This review outlines the diagnostic and therapeutic challenges associated with the increased number of screen-identified indeterminate lung nodules, highlighting currently recommended follow-up and management algorithms, as well as the various methods of nodule localization, tissue diagnosis, and definitive local therapeutic modalities.

The National Lung Screening Trial reported a 20% reduction in lung cancer–specific mortality in patients screened with low-dose computed tomography (CT) compared with those screened by plain chest radiography. This led to the endorsement of CT screening for lung cancer by the US Preventive Services Task Force and the subsequent approval of screening as a preventive health service reimbursable by the Centers for Medicare and Medicaid Services. This review outlines the diagnostic and therapeutic challenges associated with the increased number of screen-identified indeterminate lung nodules, highlighting currently recommended follow-up and management algorithms, as well as the various methods of nodule localization, tissue diagnosis, and definitive local therapeutic modalities.

Introduction

The confirmation that screening by computed tomography (CT) significantly reduces mortality in lung cancer is one of the major recent advances in thoracic oncology.

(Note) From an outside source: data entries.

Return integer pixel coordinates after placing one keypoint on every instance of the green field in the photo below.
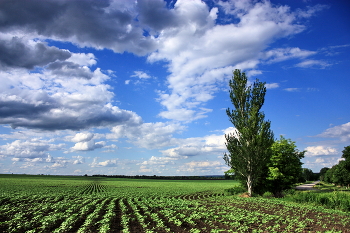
(93, 204)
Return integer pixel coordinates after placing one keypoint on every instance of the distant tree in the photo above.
(285, 167)
(249, 145)
(323, 172)
(307, 174)
(229, 174)
(339, 174)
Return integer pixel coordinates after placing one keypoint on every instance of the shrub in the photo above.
(267, 194)
(235, 190)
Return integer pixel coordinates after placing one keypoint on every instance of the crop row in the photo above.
(130, 214)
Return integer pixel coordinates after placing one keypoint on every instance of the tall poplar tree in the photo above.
(249, 145)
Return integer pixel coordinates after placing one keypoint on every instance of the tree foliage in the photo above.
(339, 174)
(249, 145)
(285, 167)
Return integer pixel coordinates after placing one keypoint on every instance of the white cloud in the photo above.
(282, 54)
(203, 167)
(82, 137)
(33, 148)
(88, 145)
(40, 100)
(78, 159)
(106, 163)
(340, 131)
(192, 48)
(141, 75)
(208, 145)
(312, 151)
(292, 89)
(271, 85)
(148, 135)
(83, 59)
(313, 64)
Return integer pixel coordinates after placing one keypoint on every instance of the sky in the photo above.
(141, 87)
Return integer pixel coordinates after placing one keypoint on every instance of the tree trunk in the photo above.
(249, 185)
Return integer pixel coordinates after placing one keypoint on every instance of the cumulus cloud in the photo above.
(78, 159)
(85, 142)
(20, 53)
(202, 167)
(310, 63)
(148, 135)
(340, 131)
(191, 48)
(292, 89)
(99, 24)
(106, 163)
(33, 148)
(312, 151)
(54, 101)
(82, 137)
(201, 146)
(140, 74)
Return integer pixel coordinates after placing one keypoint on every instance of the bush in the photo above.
(267, 194)
(235, 190)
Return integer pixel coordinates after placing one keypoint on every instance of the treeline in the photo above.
(339, 174)
(218, 177)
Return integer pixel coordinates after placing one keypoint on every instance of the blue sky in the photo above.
(141, 87)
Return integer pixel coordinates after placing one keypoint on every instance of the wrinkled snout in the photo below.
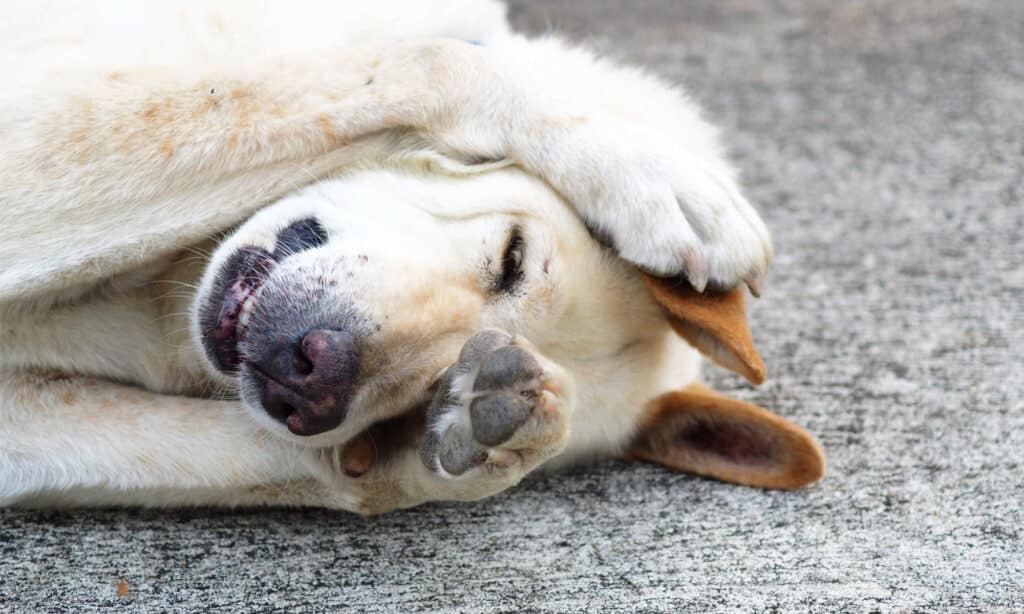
(306, 382)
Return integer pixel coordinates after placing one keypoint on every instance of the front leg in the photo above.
(500, 411)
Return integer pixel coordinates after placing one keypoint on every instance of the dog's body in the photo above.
(360, 317)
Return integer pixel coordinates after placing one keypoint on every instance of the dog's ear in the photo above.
(714, 322)
(698, 431)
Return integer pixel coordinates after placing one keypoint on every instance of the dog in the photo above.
(359, 259)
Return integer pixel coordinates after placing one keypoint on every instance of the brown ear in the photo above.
(714, 322)
(698, 431)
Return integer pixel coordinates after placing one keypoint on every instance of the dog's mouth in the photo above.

In 2011, the National Lung Screening Trial (NLST) investigators reported that CT screening resulted in a 20% reduction in lung cancer–specific mortality compared with screening by plain chest radiography.[1] The results of this trial were the basis for the endorsement of CT screening for lung cancer by the US Preventive Services Task Force (USPSTF). The USPSTF gave screening a Level B recommendation, indicating that the benefits of lung cancer screening exceeded potential harms. Low-dose CT (LDCT) screening for lung cancer was subsequently approved by the Centers for Medicare and Medicaid Services (CMS) as a reimbursable preventive health service.

Despite these seminal events, legitimate concerns remain about the potential harmful effects of lung cancer screening. The USPSTF and other organizations have outlined these potential harms, which include excessive or unnecessary testing, patient anxiety about a cancer diagnosis, increased radiation exposure, and the potential for excessive invasive interventions and associated complications in otherwise healthy persons.[2,3] Clearly, national dissemination of lung cancer screening programs must be accompanied by thoughtful strategies embedded in such programs in order to mitigate potential risks.

In the United States alone, it is estimated that approximately 8 million people are candidates for screening based on the eligibility criteria applied in the NLST.[4] This number would likely increase if the strict risk profile used by the NLST is relaxed to include persons older than 75 years of age (as recommended by the USPSTF), those with a less extensive smoking history, persons with occupational exposures, and those with a history of lung cancer (Table). In either scenario, the large number of indeterminate pulmonary nodules anticipated to be encountered during the course of screening will pose diagnostic and therapeutic challenges. These challenges will be met against a backdrop of critical views, some of which contend that lung cancer screening will result in a 10-fold increase in surgical procedures.[5] If true, such an inordinate increase in invasive procedures could erode the efficacy of screening and unfavorably alter the risk/benefit assumptions.

In addition to their strong endorsement of lung cancer screening, thoracic surgical organizations have moved swiftly to address such concerns. In 2013, the Society of Thoracic Surgeons (STS) Workforce on General Thoracic Surgery established the Task Force on CT Screening.[6] The Task Force was composed of expert thoracic surgeons from around the world who were charged with defining the role of the thoracic surgeon in CT screening programs for lung cancer, as well as identifying the surgical issues relevant to the screened population. In this review, we will focus on some of the specific challenges faced as we move toward national and possibly international implementation of LDCT screening programs.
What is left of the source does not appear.